Description
I'd like to point out that I haven't been involved in the web assembly effort,
and I'm not maintaining any large or widely used compilers (just my own
toy-ish language, minor contributions to the QBE compiler backend, and an
internship on IBM's compiler team), but I ended up getting a bit ranty, and
was encouraged to share more widely.
So, while I'm a bit uncomfortable jumping in and suggesting major changes
to a project I haven't been working on... here goes:
My Complaints:
When I'm writing a compiler, the first thing that I'd do to with the high level
structure -- loops, if statements, and so on -- is validate them for semantics,
do type checking and so on. The second thing I do with them is just throw them
out, and flatten to basic blocks, and possibly to SSA form. In some other parts
of the compiler world, a popular format is continuation passing style. I'm not
an expert on compiling with continuation passing style, but it neither seems to
be a good fit for the loops and scoped blocks that web assembly seems to have
embraced.
I'd like to argue that a flatter, goto based format would be far more useful as
a target for compiler developers, and would not significantly hinder the
writing of a usable polyfill.
Personally, also I'm not a big fan of nested complex expressions. They're a bit
clunkier to consume, especially if inner nodes can have side effects, but I
don't strongly object to them as a compiler implementer -- The web assembly
JIT can consume them, I can ignore them and generate the instructions that map
to my IR. They don't make me want to flip tables.

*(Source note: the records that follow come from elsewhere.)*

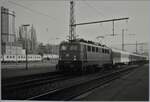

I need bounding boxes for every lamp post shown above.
[23,24,30,69]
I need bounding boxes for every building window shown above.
[96,47,98,52]
[92,47,95,52]
[88,46,91,52]
[102,49,105,53]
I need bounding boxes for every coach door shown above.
[83,45,87,62]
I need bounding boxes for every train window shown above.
[102,49,105,53]
[96,47,98,52]
[108,50,109,54]
[88,46,91,52]
[70,45,78,51]
[98,48,102,53]
[92,47,95,52]
[61,45,67,51]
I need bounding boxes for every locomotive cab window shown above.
[70,45,78,51]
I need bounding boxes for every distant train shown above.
[0,54,59,63]
[56,39,146,71]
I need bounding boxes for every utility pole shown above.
[69,0,129,41]
[122,29,124,51]
[23,24,30,70]
[135,41,138,53]
[69,0,76,41]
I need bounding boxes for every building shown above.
[1,7,25,55]
[18,25,37,54]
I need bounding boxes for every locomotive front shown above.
[58,42,82,71]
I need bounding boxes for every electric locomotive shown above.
[57,39,112,71]
[56,39,146,72]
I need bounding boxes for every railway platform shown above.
[75,64,149,101]
[1,63,56,79]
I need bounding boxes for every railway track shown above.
[27,64,136,101]
[2,64,138,100]
[2,72,74,99]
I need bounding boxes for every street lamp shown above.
[23,24,30,69]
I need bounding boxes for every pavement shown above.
[75,64,149,101]
[1,62,56,79]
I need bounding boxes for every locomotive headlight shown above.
[73,56,77,61]
[59,57,61,60]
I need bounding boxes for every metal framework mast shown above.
[69,0,76,40]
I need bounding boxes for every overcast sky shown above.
[2,0,150,51]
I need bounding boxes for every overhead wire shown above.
[8,0,57,21]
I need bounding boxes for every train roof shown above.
[112,48,146,57]
[62,39,109,48]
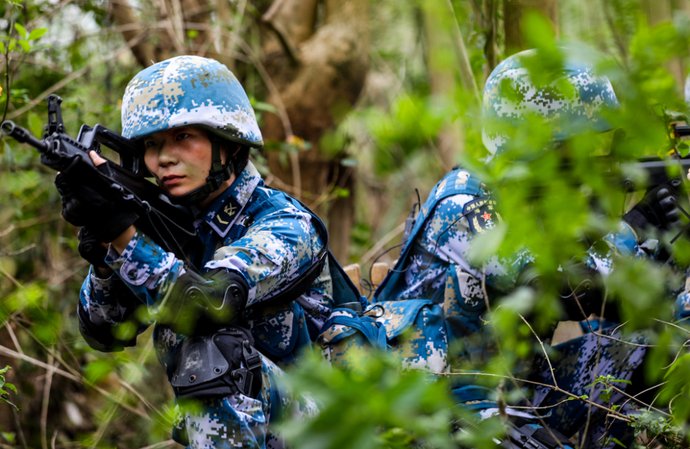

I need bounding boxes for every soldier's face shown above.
[144,126,219,196]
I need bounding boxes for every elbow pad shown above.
[156,270,249,336]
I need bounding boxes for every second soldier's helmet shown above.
[122,55,263,147]
[482,45,618,154]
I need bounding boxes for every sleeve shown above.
[77,233,185,351]
[419,195,531,297]
[205,204,325,305]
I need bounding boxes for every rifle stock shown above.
[0,95,199,264]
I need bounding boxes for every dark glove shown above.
[77,227,108,267]
[623,186,680,232]
[156,270,249,336]
[55,163,138,242]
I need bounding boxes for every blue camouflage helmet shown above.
[122,55,263,147]
[482,49,618,154]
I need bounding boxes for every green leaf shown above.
[18,39,31,53]
[14,22,29,39]
[26,28,48,41]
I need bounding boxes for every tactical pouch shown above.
[169,328,261,399]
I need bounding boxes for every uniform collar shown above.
[204,162,263,237]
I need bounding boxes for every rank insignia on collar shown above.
[208,199,241,237]
[464,198,500,233]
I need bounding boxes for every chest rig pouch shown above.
[168,328,261,399]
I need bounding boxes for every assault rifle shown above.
[0,95,198,262]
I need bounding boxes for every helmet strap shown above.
[170,134,233,206]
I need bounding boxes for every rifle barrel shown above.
[0,120,48,152]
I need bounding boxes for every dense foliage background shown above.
[0,0,690,449]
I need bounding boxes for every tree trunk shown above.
[262,0,369,262]
[503,0,559,55]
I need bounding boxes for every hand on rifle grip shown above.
[623,186,680,232]
[77,227,108,269]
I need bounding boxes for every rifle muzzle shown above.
[0,120,48,152]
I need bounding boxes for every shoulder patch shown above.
[464,198,500,234]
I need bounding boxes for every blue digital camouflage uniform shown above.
[372,168,646,447]
[79,162,332,449]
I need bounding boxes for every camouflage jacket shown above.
[78,162,332,364]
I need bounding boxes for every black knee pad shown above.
[168,328,261,399]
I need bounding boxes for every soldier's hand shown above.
[623,186,680,232]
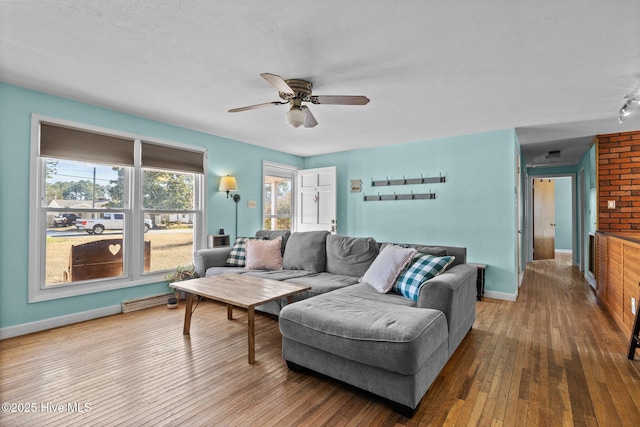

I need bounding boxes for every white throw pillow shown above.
[244,237,282,270]
[360,245,418,294]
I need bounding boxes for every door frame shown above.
[525,173,582,265]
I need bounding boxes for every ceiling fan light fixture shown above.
[287,105,305,128]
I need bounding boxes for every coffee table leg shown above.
[247,307,256,365]
[182,292,193,335]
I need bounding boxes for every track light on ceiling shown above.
[287,105,306,128]
[618,92,640,124]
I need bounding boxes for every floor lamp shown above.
[218,175,240,237]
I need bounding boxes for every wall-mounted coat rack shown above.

The bigger problem comes down to loops, blocks, and other syntactic elements
that, as an optimizing compiler writer, you try very hard to represent as a
graph with branches representing edges; The explicit control flow constructs
are a hindrance. Reconstructing them from the graph once you've actually done
the optimizations you want is certainly possible, but it's quite a bit of
complexity to work around a more complex format. And that annoys me: Both the
producer and the consumer are working around entirely invented problems
which would be avoided by simply dropping complex control flow constructs
from web assembly.
In addition, the insistence of higher level constructs leads to some
pathological cases. For example, Duff's Device ends up with horrible web
assembly output, as seen by messing around in The Wasm Explorer.

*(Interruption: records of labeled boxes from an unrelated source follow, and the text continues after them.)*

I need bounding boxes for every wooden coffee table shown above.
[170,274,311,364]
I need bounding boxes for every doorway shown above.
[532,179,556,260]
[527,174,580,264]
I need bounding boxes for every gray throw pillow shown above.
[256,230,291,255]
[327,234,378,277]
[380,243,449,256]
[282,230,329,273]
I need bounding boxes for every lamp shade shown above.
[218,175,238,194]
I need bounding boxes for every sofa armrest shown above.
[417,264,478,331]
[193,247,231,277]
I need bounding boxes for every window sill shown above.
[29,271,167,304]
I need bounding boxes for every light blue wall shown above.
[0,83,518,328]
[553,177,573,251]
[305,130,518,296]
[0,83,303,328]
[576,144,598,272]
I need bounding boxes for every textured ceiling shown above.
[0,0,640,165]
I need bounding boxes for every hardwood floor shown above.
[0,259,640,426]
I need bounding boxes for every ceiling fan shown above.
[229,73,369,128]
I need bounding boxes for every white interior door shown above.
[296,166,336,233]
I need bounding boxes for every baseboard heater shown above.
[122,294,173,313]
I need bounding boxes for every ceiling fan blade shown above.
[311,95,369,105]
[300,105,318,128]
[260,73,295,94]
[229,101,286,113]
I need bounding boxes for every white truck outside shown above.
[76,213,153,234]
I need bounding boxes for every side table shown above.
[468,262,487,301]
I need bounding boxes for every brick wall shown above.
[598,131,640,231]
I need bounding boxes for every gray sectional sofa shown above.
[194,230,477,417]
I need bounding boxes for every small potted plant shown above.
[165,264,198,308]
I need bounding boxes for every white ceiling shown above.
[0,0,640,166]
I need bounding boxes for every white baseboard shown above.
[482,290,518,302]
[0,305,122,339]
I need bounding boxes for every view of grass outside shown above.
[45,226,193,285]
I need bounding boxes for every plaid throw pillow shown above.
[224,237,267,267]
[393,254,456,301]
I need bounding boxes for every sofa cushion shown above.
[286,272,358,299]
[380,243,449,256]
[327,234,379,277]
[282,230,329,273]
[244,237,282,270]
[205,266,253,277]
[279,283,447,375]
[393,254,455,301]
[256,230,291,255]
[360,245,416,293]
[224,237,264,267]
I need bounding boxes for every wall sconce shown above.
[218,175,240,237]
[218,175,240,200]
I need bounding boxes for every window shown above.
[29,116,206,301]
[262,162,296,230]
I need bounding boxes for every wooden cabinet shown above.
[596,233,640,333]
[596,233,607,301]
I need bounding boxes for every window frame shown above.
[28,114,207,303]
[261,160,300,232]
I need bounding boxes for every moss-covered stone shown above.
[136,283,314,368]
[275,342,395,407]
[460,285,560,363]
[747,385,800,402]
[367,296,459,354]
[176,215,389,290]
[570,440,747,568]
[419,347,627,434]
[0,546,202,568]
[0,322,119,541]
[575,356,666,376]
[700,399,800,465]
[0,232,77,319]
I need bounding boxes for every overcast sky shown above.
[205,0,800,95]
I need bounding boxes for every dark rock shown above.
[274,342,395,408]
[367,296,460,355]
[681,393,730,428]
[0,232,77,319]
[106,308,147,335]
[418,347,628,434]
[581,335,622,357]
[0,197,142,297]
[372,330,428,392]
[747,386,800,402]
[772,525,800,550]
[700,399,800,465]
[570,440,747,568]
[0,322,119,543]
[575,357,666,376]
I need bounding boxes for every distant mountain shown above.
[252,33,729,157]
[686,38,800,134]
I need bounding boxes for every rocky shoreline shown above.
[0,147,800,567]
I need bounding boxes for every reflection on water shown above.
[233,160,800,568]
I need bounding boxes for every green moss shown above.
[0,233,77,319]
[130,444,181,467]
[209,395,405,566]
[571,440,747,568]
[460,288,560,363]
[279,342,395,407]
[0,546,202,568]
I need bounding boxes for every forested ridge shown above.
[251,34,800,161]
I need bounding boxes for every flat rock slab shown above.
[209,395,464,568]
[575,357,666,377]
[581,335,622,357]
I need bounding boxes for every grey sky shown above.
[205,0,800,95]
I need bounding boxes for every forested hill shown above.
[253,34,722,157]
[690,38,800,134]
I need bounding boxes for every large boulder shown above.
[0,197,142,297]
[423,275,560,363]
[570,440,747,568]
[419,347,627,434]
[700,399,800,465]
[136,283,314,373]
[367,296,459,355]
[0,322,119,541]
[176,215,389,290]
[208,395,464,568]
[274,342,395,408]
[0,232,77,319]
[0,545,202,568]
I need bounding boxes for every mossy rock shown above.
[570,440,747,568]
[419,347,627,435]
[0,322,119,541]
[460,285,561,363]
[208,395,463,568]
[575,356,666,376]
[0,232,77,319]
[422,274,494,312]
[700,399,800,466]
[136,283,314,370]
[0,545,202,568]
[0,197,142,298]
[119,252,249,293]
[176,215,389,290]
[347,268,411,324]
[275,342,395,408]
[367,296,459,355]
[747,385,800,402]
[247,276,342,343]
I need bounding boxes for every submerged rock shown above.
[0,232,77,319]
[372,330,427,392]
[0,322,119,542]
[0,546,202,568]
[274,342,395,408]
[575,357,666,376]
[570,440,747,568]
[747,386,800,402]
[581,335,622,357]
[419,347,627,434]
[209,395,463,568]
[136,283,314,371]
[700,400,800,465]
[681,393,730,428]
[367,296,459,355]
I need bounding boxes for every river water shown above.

However, the inverse is not true: Everything that can be expressed
in web assembler can be trivially converted to an equivalent in some
unstructured, goto based format.
So, at the very least, I'd like to suggest that the web assembly team add
support for arbitrary labels and gotos. If they choose to keep the higher
level constructs, it would be a bit of wasteful complexity, but at least
compiler writers like me wold be able to ignore them and generate output
directly.
Polyfilling:
One of the concerns I have heard when discussing this is that the loop
and block based structure allows for easier polyfilling of web assembly.
While this isn't entirely false, I think that a simple polyfill solution
for labels and gotos is possible. Whiie it might not be quite as optimal,
I think that it's worth a little bit of ugliness in the bytecode in order
to avoid starting a new tool with built in technical debt.

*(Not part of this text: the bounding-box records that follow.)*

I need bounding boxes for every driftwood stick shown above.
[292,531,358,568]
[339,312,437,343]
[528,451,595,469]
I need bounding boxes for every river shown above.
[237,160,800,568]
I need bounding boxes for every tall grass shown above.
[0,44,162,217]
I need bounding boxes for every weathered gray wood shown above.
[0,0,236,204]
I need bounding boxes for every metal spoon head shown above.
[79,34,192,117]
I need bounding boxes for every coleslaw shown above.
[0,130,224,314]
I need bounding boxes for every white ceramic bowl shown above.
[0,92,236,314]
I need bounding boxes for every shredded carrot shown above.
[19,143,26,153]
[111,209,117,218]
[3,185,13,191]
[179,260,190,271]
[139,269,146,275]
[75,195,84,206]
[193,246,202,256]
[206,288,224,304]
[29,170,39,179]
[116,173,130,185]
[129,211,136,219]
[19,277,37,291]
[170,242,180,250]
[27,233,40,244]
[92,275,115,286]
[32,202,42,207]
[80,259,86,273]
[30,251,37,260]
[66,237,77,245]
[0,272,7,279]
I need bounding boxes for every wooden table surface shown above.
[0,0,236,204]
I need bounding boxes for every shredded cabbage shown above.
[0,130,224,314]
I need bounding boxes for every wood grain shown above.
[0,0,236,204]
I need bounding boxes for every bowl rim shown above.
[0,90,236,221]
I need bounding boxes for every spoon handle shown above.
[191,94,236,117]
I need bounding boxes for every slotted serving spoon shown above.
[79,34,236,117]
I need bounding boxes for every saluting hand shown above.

If we assume an LLVM (or QBE) like syntax for web assmembly, then some code
that looks like:
int f(int x) {
if (x == 42)
return 123;
else
return 666;
}
might compile to:
func @f(%x : i32) {
%1 = test %x 42
jmp %1 iftrue iffalse
L0:
%r =i 123
jmp LRet
L1:
%r =i 666
jmp LRet
Lret:
ret %r
}
This could be polyfilled to Javascript that looks like:
function f(x) {
var __label = L0;
var __ret;
while (__label != LRet) {
switch (__label) {
case L0:
var _v1 = (x == 42)
if (_v1) {__lablel = L1;} else {label = L2;}
break;
case L1:
__ret = 123
__label = LRet
break;
case L2;
__ret = 666
__label = LRet
break;
default:
assert(false);
break;
}
}
Is it ugly? Yeah. Does it matter? Hopefuly, if web assembly takes off,
not for long.
And if not:
Well, if I ever got around to targeting web assembly, I guess I'd generate code
using the approach I mentioned in the polyfill, and do my best to ignore all of
the high level constructs, hoping that the compilers would be smart enough to
catch on to this pattern.
But it would be nice if we didn't need to have both sides of the code generation
work around the format specified.